CROSSLAKE - Four years after Crosslake residents helped craft a comprehensive plan for the city, council members may finally be prepared to adopt it.
That was the message Tuesday morning as Crosslake City Council members met in a joint session with the city's planning and zoning commission. The two groups spent nearly three hours discussing land use issues. The planning commission presented a list of areas that need work and may affect how residents utilize their property.
The council unanimously approved a plan that should bring the 2003 draft comprehensive plan off the shelf, install a few updates and lead to its adoption. The existing comp plan was adopted in 1996.
In regard to problem areas, council member Terry Curtis said many of the issues appeared to be related to enforcement of existing rules. Peter Abler, planning and zoning commission chairman, said the previous council philosophy was not in favor of enforcing much of anything.

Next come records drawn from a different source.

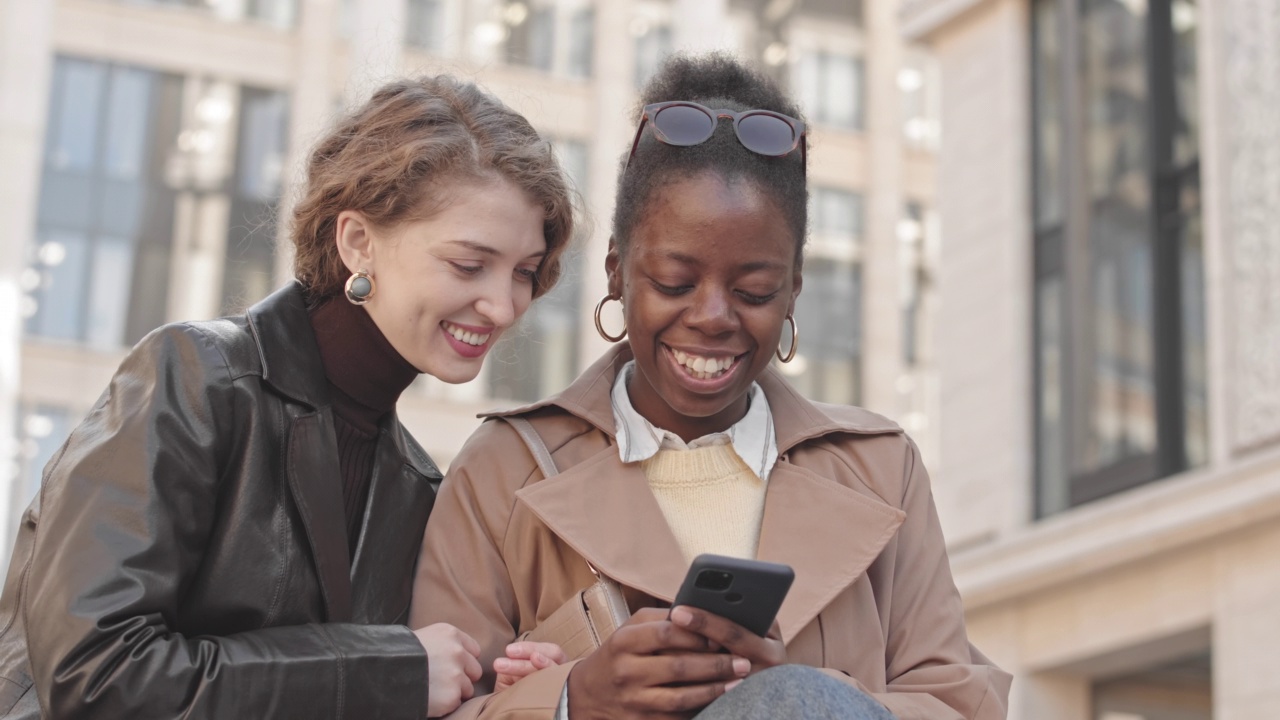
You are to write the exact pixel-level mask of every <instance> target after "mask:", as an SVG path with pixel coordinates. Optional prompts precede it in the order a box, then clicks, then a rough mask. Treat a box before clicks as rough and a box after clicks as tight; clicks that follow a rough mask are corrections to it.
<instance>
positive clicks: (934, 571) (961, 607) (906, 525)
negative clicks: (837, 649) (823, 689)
mask: <svg viewBox="0 0 1280 720" xmlns="http://www.w3.org/2000/svg"><path fill="white" fill-rule="evenodd" d="M906 445H908V452H906V461H905V466H904V484H902V487H904V495H902V505H901V507H902V510H904V511H906V520H905V521H904V523H902V527H901V528H899V532H897V541H896V543H895V555H893V557H892V559H891V560H892V561H891V562H890V564H888V568H892V571H891V573H888V574H887V578H888V584H890V592H887V593H883V592H882V593H881V594H882V596H883V597H887V598H892V600H891V607H890V612H888V619H890V623H888V633H887V638H886V639H887V642H886V657H884V664H886V667H884V673H886V680H887V692H883V693H878V692H868V691H867V688H865V687H863V684H861V683H859V682H858V680H856V679H854V678H850V676H849V675H846V674H844V673H840V671H838V670H833V669H829V667H828V669H824V671H826V673H827V674H828V675H831V676H835V678H838V679H841V680H845V682H847V683H850V684H852V685H855V687H858V689H860V691H863V692H868V694H870V696H872V697H874V698H876V700H877V701H879V702H881V703H882V705H884V707H887V708H888V710H890V711H891V712H893V715H895V716H896V717H897V719H899V720H1005V717H1006V716H1007V705H1009V689H1010V683H1011V680H1012V678H1011V676H1010V675H1009V674H1007V673H1005V671H1004V670H1001V669H1000V667H996V666H995V665H993V664H992V662H991V661H989V660H987V659H986V657H984V656H983V655H982V653H980V652H978V650H977V648H974V647H973V646H972V644H969V641H968V635H966V633H965V628H964V605H963V603H961V601H960V593H959V592H957V591H956V587H955V582H954V580H952V579H951V566H950V562H948V561H947V552H946V544H945V542H943V538H942V528H941V525H940V523H938V512H937V509H936V507H934V505H933V493H932V491H931V489H929V477H928V473H927V471H925V469H924V464H923V462H922V461H920V451H919V450H918V448H916V446H915V443H914V442H911V441H910V439H908V443H906ZM884 579H886V574H883V573H882V574H881V575H879V577H878V578H874V579H873V582H883V580H884Z"/></svg>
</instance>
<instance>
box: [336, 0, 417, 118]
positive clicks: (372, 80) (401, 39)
mask: <svg viewBox="0 0 1280 720" xmlns="http://www.w3.org/2000/svg"><path fill="white" fill-rule="evenodd" d="M330 4H332V3H330ZM353 15H355V18H353V19H352V20H353V23H352V24H353V27H352V32H351V53H349V54H348V58H349V60H348V61H349V69H348V77H347V101H348V102H362V101H365V99H367V97H369V96H370V95H372V92H374V90H376V88H378V87H380V86H381V85H384V83H387V82H388V81H390V79H394V78H397V77H399V76H401V74H402V70H401V58H402V56H403V54H404V20H406V18H407V15H408V4H407V3H406V1H404V0H360V3H356V10H355V13H353ZM333 37H334V36H333V33H332V32H330V33H329V42H328V45H326V47H328V49H329V50H328V51H329V53H332V51H333Z"/></svg>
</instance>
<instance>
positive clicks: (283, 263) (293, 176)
mask: <svg viewBox="0 0 1280 720" xmlns="http://www.w3.org/2000/svg"><path fill="white" fill-rule="evenodd" d="M301 5H302V6H301V8H298V18H300V24H298V29H297V33H298V42H297V45H296V50H294V53H296V61H294V65H293V67H294V77H293V88H292V90H293V95H292V96H291V97H289V129H288V143H289V147H288V155H287V159H285V161H284V167H285V168H291V169H292V172H293V173H294V176H293V177H285V178H284V187H287V188H301V187H303V184H305V183H306V158H307V155H308V154H310V152H311V147H312V146H314V145H315V143H316V141H319V140H320V136H321V135H323V133H324V131H325V129H328V126H329V123H330V122H332V115H333V110H334V101H335V100H337V97H335V94H334V88H333V65H334V60H333V56H334V42H335V38H337V37H338V27H337V19H338V0H301ZM297 200H298V197H297V196H296V193H294V192H285V193H284V197H282V199H280V208H279V218H280V223H279V228H278V231H276V233H278V234H276V254H275V275H276V284H284V283H285V282H288V281H291V279H293V243H292V242H289V237H288V232H289V223H288V222H287V219H288V218H289V217H292V214H293V204H294V202H296V201H297Z"/></svg>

Mike Winkels, planning commission member, said the commission needed to know the council would back up decisions when variances were denied and that was previously lacking.
Council members said their philosophy was to have staff enforce existing regulations.

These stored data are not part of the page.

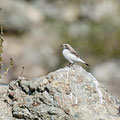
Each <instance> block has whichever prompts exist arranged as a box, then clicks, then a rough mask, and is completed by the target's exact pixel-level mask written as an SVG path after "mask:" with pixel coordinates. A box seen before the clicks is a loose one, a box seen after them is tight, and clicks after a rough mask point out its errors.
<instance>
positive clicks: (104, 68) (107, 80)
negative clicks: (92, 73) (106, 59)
mask: <svg viewBox="0 0 120 120" xmlns="http://www.w3.org/2000/svg"><path fill="white" fill-rule="evenodd" d="M91 72H92V73H93V74H94V75H95V77H96V78H97V80H98V81H100V82H101V83H102V84H104V86H105V87H106V88H107V89H108V90H109V91H110V92H111V93H112V94H113V95H115V96H116V97H118V98H120V60H110V61H106V62H102V63H101V64H99V65H96V66H95V67H93V68H92V69H91Z"/></svg>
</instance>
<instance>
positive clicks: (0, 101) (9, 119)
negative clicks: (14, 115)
mask: <svg viewBox="0 0 120 120" xmlns="http://www.w3.org/2000/svg"><path fill="white" fill-rule="evenodd" d="M7 89H8V85H0V120H14V119H13V117H12V109H11V107H10V106H9V104H7V101H8V97H7Z"/></svg>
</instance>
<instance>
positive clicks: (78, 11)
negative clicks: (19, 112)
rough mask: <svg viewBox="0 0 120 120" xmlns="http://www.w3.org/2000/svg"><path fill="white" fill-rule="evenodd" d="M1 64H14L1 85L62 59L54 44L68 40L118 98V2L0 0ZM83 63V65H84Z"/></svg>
mask: <svg viewBox="0 0 120 120" xmlns="http://www.w3.org/2000/svg"><path fill="white" fill-rule="evenodd" d="M0 8H3V17H2V19H3V27H4V36H3V37H4V39H5V41H4V44H3V47H4V54H3V59H4V66H3V69H4V68H5V67H6V66H8V64H9V58H10V57H12V58H13V59H14V67H12V68H11V69H10V71H9V72H8V75H7V76H6V77H5V78H4V80H2V79H1V80H0V82H1V83H3V82H4V83H8V82H9V81H8V80H13V79H16V78H17V77H18V76H19V75H20V73H21V67H22V66H24V67H25V71H24V76H25V77H27V78H33V77H36V76H41V75H45V74H47V73H49V72H50V71H53V70H55V69H57V68H60V67H61V66H65V65H66V64H67V62H66V61H65V59H64V58H63V56H62V54H61V48H60V44H62V43H70V44H71V45H72V46H73V47H74V48H75V49H76V50H77V52H78V53H79V54H80V56H81V58H82V59H83V60H85V61H87V62H88V63H89V64H90V67H89V68H86V69H87V70H88V71H90V72H92V73H93V74H94V76H96V78H98V80H99V81H100V82H101V83H103V84H104V85H105V86H106V87H107V88H108V90H110V91H111V92H112V94H113V95H115V96H117V97H120V94H119V91H120V88H119V86H120V4H119V1H118V0H109V1H108V0H0ZM84 67H85V66H84Z"/></svg>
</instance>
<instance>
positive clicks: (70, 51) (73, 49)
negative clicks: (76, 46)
mask: <svg viewBox="0 0 120 120" xmlns="http://www.w3.org/2000/svg"><path fill="white" fill-rule="evenodd" d="M70 52H71V53H72V54H75V55H76V56H77V57H79V55H78V53H77V52H76V51H75V50H74V49H73V48H72V49H71V50H70Z"/></svg>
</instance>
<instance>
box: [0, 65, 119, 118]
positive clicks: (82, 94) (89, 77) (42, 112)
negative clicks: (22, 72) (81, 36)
mask: <svg viewBox="0 0 120 120" xmlns="http://www.w3.org/2000/svg"><path fill="white" fill-rule="evenodd" d="M0 90H2V94H0V103H1V106H0V107H1V109H0V120H120V111H119V109H120V108H119V107H120V101H118V100H117V99H116V98H115V97H113V96H111V94H110V93H109V92H108V91H107V90H106V88H105V87H104V86H103V85H102V84H100V83H99V82H98V81H97V80H96V79H95V78H94V77H93V75H92V74H91V73H88V72H86V71H85V70H84V69H83V68H82V67H81V66H79V65H74V66H73V67H65V68H62V69H59V70H56V71H55V72H51V73H50V74H48V75H46V76H42V77H38V78H35V79H26V78H24V77H21V76H20V77H18V79H17V80H14V81H12V82H10V84H9V86H1V85H0Z"/></svg>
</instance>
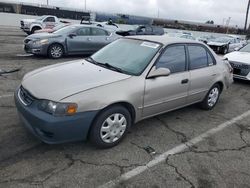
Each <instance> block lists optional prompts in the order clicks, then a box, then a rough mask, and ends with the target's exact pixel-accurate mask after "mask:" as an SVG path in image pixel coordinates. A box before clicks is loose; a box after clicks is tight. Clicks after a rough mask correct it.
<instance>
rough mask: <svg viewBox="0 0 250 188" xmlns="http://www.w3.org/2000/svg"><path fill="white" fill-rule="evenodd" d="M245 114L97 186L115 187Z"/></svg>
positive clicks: (189, 145) (214, 128)
mask: <svg viewBox="0 0 250 188" xmlns="http://www.w3.org/2000/svg"><path fill="white" fill-rule="evenodd" d="M247 116H250V110H249V111H247V112H245V113H243V114H241V115H239V116H237V117H235V118H233V119H231V120H229V121H227V122H225V123H222V124H220V125H219V126H217V127H215V128H213V129H210V130H208V131H207V132H205V133H203V134H201V135H199V136H197V137H195V138H193V139H191V140H190V141H188V142H186V143H183V144H180V145H178V146H176V147H174V148H173V149H171V150H168V151H166V152H165V153H163V154H161V155H159V156H157V157H156V158H155V159H153V160H151V161H149V162H148V163H147V164H146V165H144V166H139V167H136V168H134V169H132V170H130V171H128V172H126V173H124V174H122V175H121V176H119V177H118V178H116V179H114V180H111V181H109V182H107V183H105V184H104V185H101V186H99V187H100V188H111V187H115V186H117V185H118V184H119V183H121V182H124V181H126V180H129V179H131V178H133V177H135V176H137V175H139V174H141V173H143V172H144V171H146V170H147V169H149V168H151V167H153V166H156V165H157V164H159V163H161V162H164V161H165V160H166V159H167V157H168V156H169V155H174V154H177V153H180V152H182V151H184V150H186V149H188V148H189V147H192V146H194V145H195V144H197V143H199V142H201V141H203V140H204V139H206V138H208V137H210V136H212V135H214V134H216V133H218V132H219V131H222V130H223V129H225V128H227V127H229V126H231V125H233V124H234V123H236V122H237V121H240V120H242V119H244V118H246V117H247Z"/></svg>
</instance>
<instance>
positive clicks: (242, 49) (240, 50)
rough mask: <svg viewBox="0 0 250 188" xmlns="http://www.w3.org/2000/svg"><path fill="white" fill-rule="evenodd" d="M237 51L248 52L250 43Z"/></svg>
mask: <svg viewBox="0 0 250 188" xmlns="http://www.w3.org/2000/svg"><path fill="white" fill-rule="evenodd" d="M239 52H249V53H250V44H248V45H246V46H244V47H243V48H241V49H240V50H239Z"/></svg>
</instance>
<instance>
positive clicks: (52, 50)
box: [51, 46, 63, 58]
mask: <svg viewBox="0 0 250 188" xmlns="http://www.w3.org/2000/svg"><path fill="white" fill-rule="evenodd" d="M62 53H63V51H62V48H61V47H60V46H53V47H52V48H51V56H52V57H55V58H58V57H61V56H62Z"/></svg>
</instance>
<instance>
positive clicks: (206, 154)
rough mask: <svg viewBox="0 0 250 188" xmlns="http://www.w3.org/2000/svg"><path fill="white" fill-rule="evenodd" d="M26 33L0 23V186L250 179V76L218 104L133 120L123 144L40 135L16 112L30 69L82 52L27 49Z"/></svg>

The 2003 comp plan languished as changing city councils never adopted it. The comp plan serves as a guide for city codes, future development plans and land use policies. Tuesday, the council agreed staff and the planning commission should make revisions to the 2003 comprehensive plan draft and then come back to the city council for approval.
Council member Dean Swanson said the contention for the last four years has been in the mapping.

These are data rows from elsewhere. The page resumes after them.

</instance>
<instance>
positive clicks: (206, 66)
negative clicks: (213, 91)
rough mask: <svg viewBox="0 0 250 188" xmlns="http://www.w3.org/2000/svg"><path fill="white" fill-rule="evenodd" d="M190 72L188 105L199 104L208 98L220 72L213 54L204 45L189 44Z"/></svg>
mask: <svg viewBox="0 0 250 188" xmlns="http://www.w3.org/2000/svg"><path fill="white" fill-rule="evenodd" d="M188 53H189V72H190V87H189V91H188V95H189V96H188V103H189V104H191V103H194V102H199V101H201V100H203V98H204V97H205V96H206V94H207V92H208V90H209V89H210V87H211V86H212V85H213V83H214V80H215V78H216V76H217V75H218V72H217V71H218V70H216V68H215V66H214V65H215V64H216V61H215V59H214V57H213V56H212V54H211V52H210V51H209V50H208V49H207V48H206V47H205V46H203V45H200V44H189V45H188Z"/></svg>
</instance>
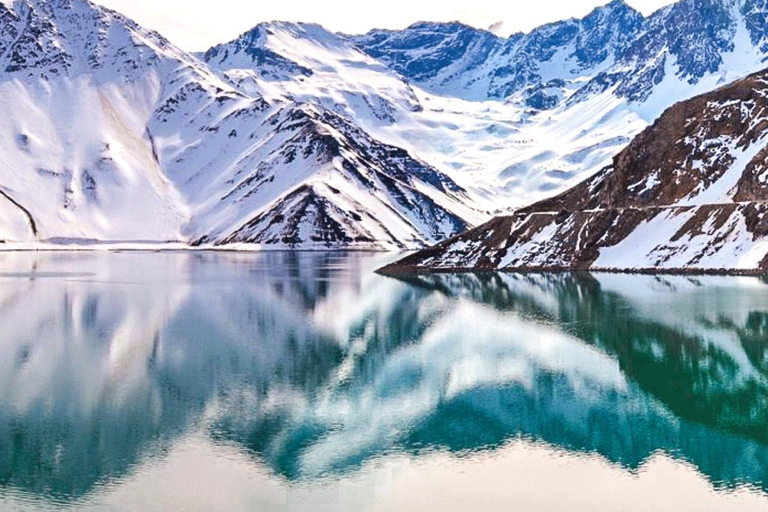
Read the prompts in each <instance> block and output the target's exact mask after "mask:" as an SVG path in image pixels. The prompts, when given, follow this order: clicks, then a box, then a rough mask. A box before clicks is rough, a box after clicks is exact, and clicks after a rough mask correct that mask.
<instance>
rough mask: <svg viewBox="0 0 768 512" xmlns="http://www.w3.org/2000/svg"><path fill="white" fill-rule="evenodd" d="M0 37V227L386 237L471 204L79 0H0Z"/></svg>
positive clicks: (103, 232)
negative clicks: (0, 70) (2, 3)
mask: <svg viewBox="0 0 768 512" xmlns="http://www.w3.org/2000/svg"><path fill="white" fill-rule="evenodd" d="M0 52H1V53H0V65H1V68H0V69H2V71H0V77H1V78H0V91H1V93H0V111H2V116H0V140H2V143H1V145H0V146H1V147H2V148H3V158H2V159H0V187H1V188H0V191H1V192H2V198H0V240H5V241H9V242H40V241H54V242H60V241H86V240H96V241H151V242H167V241H182V242H190V243H203V242H207V243H213V244H221V243H227V242H235V241H237V242H248V243H258V244H266V245H271V246H288V245H290V246H294V245H299V246H303V247H314V246H323V247H325V246H329V245H334V246H335V245H343V246H353V247H365V248H389V249H397V248H405V247H418V246H420V245H423V244H425V243H428V242H429V241H435V242H436V241H438V240H439V239H441V238H443V237H445V236H449V235H452V234H456V233H458V232H460V231H462V230H463V229H465V228H467V227H468V219H470V218H474V219H476V218H477V215H478V214H477V213H476V212H473V210H472V209H471V208H468V207H467V206H465V204H464V203H465V200H464V198H463V196H464V195H465V194H464V192H463V190H462V188H461V187H460V186H458V185H457V184H456V183H454V182H453V181H452V180H451V179H450V178H448V177H447V176H444V175H442V174H441V173H439V172H438V171H436V170H435V169H433V168H432V167H430V166H429V165H428V164H425V163H424V162H422V161H420V160H418V159H416V158H415V157H413V156H412V155H410V154H409V153H408V152H407V151H405V150H402V149H400V148H397V147H393V146H390V145H387V144H383V143H381V142H379V141H378V140H376V139H374V138H373V137H371V136H370V135H368V134H367V133H366V132H364V131H363V130H361V129H360V128H359V127H358V126H356V125H355V123H354V121H352V119H351V118H349V117H344V118H342V117H340V116H339V115H337V114H335V113H333V112H332V111H330V110H328V109H327V108H324V107H323V106H322V105H320V104H309V103H305V102H302V101H300V100H293V99H292V100H286V99H285V98H274V95H271V96H270V98H269V101H267V100H265V99H264V97H263V96H262V95H260V94H257V93H256V92H254V91H253V90H251V89H249V88H247V87H241V86H239V85H238V84H236V83H234V82H232V81H230V80H229V79H228V78H227V77H225V76H223V75H222V74H220V73H218V72H216V71H214V70H212V69H210V68H209V66H207V65H206V64H205V63H204V62H202V61H201V60H199V59H198V58H196V57H194V56H192V55H189V54H187V53H185V52H183V51H181V50H179V49H178V48H176V47H174V46H173V45H171V44H170V43H169V42H167V41H166V40H165V39H163V38H162V37H161V36H160V35H158V34H156V33H154V32H150V31H147V30H144V29H142V28H141V27H139V26H138V25H136V24H135V23H133V22H132V21H130V20H128V19H126V18H124V17H123V16H121V15H119V14H117V13H115V12H112V11H109V10H107V9H103V8H100V7H97V6H95V5H93V4H91V3H89V2H87V1H85V0H19V1H17V2H15V3H13V4H12V6H10V7H8V6H6V5H5V4H0ZM414 101H415V100H414ZM409 108H416V106H415V103H414V105H411V106H410V107H409ZM473 215H474V217H473Z"/></svg>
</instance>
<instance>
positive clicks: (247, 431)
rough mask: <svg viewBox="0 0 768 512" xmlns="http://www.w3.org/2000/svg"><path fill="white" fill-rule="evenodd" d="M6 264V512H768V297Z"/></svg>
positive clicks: (335, 273) (2, 303) (72, 256)
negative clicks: (138, 510) (385, 511)
mask: <svg viewBox="0 0 768 512" xmlns="http://www.w3.org/2000/svg"><path fill="white" fill-rule="evenodd" d="M392 259H393V256H391V255H370V254H346V255H345V254H324V253H297V254H288V253H263V254H237V253H114V254H106V253H39V254H34V253H0V350H1V352H0V354H1V355H0V510H20V511H25V510H41V509H43V510H47V509H50V510H99V511H101V510H110V511H112V510H150V511H153V510H157V511H160V510H194V511H197V510H199V511H212V510H270V511H271V510H278V511H282V510H302V511H306V510H309V511H314V510H328V511H344V510H349V511H367V510H382V511H393V510H439V511H453V510H456V511H466V510H476V511H484V510H505V511H508V510H516V511H528V510H531V511H560V510H562V511H569V512H570V511H581V510H583V511H608V510H621V511H635V510H636V511H648V510H663V511H667V510H672V511H677V510H679V511H686V512H688V511H692V510H696V511H697V512H699V511H705V510H711V511H718V512H719V511H723V510H728V511H739V510H743V511H750V512H753V511H760V510H767V511H768V352H767V350H768V281H766V280H761V279H759V278H752V277H750V278H741V277H739V278H734V277H723V278H719V277H701V278H698V277H668V276H664V277H654V276H621V275H589V274H578V275H567V274H557V275H497V274H477V275H469V274H468V275H454V276H450V275H436V276H422V277H414V278H409V279H407V280H399V279H392V278H386V277H381V276H377V275H375V274H374V273H373V270H374V269H375V268H377V267H379V266H381V265H383V264H385V263H387V262H389V261H391V260H392Z"/></svg>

Using his military background as a guide, Abler suggested a two-pronged approach to the comp plan. Phase one would make revisions to update the document. Phase two creates a timeline with measurable goals and expected completion dates to get things done - with near-term, mid-term and long-range goals. Abler described it as a plan "on how to cut this elephant up and eat it in bite-size chunks."
An example of a near-term priority is getting the city compliant with the American Disabilities Act for parking needs, Abler said.
Swanson said when the vision of the comp plan moves into action is where people get squeamish. The group also talked about being open to green, or environmentally friendly building techniques and how to encourage that kind of development.
Abler said the question is what kind of community Crosslake wants to be. "Are we ever going to have affordable housing?" he said.
The city code does not readily allow for construction of an apartment building. Another big issue is whether lots should be used to give off-lake housing subdivisions access to lakes and whether public lake access is readily available instead. Council member Steve Roe said the current city ordinance allows what is called a controlled access lot that gives lake access to people living in subdivisions that could be in the metro area.
Other priority issues included: billboard signs; the size and number of out-buildings; outdoor storage; manufactured homes; architectural standards; definitions for guest quarters, patios, decks; lighting standards; subdivisions; pre-existing lots; handicapped and commercial parking; and flood plain management among others.